Beyond these limits, you can choose to use an environment with “Beta of DO” which includes the unlimited commercial edition of the CPLEX engines. This environment does not incur any additional charges during this beta phase.
Being available in the notebook environment, you can combine DO with a whole heap of other technologies, so that you can handle the steps before and after the actual DO phase: to access and process data and, after DO, to trigger further delivery of results or calls to other systems.
How to start?
Go to Watson Studio and create an IBM account to login if necessary.
Check out this short and simple video to see how.
Create a new standard project and in this project create a new notebook using the “Add to project” button.
In the “New notebook” screen choose a runtime Python 3.5 +Beta of DO.
Note that you can configure other types of runtime and choose the size of your runtime.
A demonstration notebook is available.
In this notebook, first, import your candidate data as a pandas dataframe and extract the list of customers and campaigns.
You can then create the optimization model and solve it using the following steps:
- import the docplex python package
- create a new Decision Optimization Model
- create a binary decision variable per possible assignment (customer — campaign)
- create and add constraints
- create objective
- solve the model
You can then extract and display the optimal solution:
Combining DO with ML
In most cases, Decision Optimization will prescribe decisions to help you decide what to do next. In doing so, it will use business constraints and objectives along with your data.
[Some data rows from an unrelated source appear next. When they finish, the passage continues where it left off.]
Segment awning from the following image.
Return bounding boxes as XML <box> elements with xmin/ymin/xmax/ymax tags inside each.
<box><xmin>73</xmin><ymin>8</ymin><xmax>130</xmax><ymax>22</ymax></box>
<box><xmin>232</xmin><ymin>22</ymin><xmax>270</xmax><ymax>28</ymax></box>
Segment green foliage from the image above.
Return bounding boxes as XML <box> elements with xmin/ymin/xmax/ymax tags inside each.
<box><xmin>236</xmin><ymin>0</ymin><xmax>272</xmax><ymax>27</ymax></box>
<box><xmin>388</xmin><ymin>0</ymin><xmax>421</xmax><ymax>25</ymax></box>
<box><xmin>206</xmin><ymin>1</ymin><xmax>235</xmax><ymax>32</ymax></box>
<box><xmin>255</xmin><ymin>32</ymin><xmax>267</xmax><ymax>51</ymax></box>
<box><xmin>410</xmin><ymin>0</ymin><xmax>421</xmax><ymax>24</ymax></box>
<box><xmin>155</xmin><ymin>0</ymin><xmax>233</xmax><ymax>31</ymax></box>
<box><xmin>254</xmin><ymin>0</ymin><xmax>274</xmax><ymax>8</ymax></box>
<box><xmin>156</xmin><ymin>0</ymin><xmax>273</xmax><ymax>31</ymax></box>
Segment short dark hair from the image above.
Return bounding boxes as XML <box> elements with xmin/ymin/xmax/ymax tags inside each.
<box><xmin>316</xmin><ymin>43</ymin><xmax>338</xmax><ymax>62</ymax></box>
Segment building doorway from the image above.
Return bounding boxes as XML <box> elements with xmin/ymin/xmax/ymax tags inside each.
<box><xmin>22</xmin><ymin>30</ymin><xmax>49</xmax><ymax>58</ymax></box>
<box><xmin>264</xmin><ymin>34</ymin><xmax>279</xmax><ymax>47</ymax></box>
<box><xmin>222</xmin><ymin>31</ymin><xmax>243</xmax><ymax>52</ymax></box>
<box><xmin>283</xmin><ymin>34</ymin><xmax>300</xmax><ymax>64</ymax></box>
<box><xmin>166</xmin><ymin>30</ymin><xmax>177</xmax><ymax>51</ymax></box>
As you plan for the future (what to do right now, just afterward, tomorrow, or next year), part of the data will be unknown, and this is where machine learning and prescriptive analytics can be perfectly combined.
In the previous example, the expected revenue for each combination of customer and campaign is used. This can be extracted from historical data and by using a trained machine learning model.
With the integration of Decision Optimization in Watson Studio notebooks, it becomes very easy to combine such two technologies.
See for example, a more complete notebook for a similar problem which combines ML and Decision Optimization.
Another similar example of solving predictive maintenance problems is also available.
More notebook examples are available in the Watson Studio Community.
PS: since this post was written, Decision Optimization is now Generally Available in notebooks.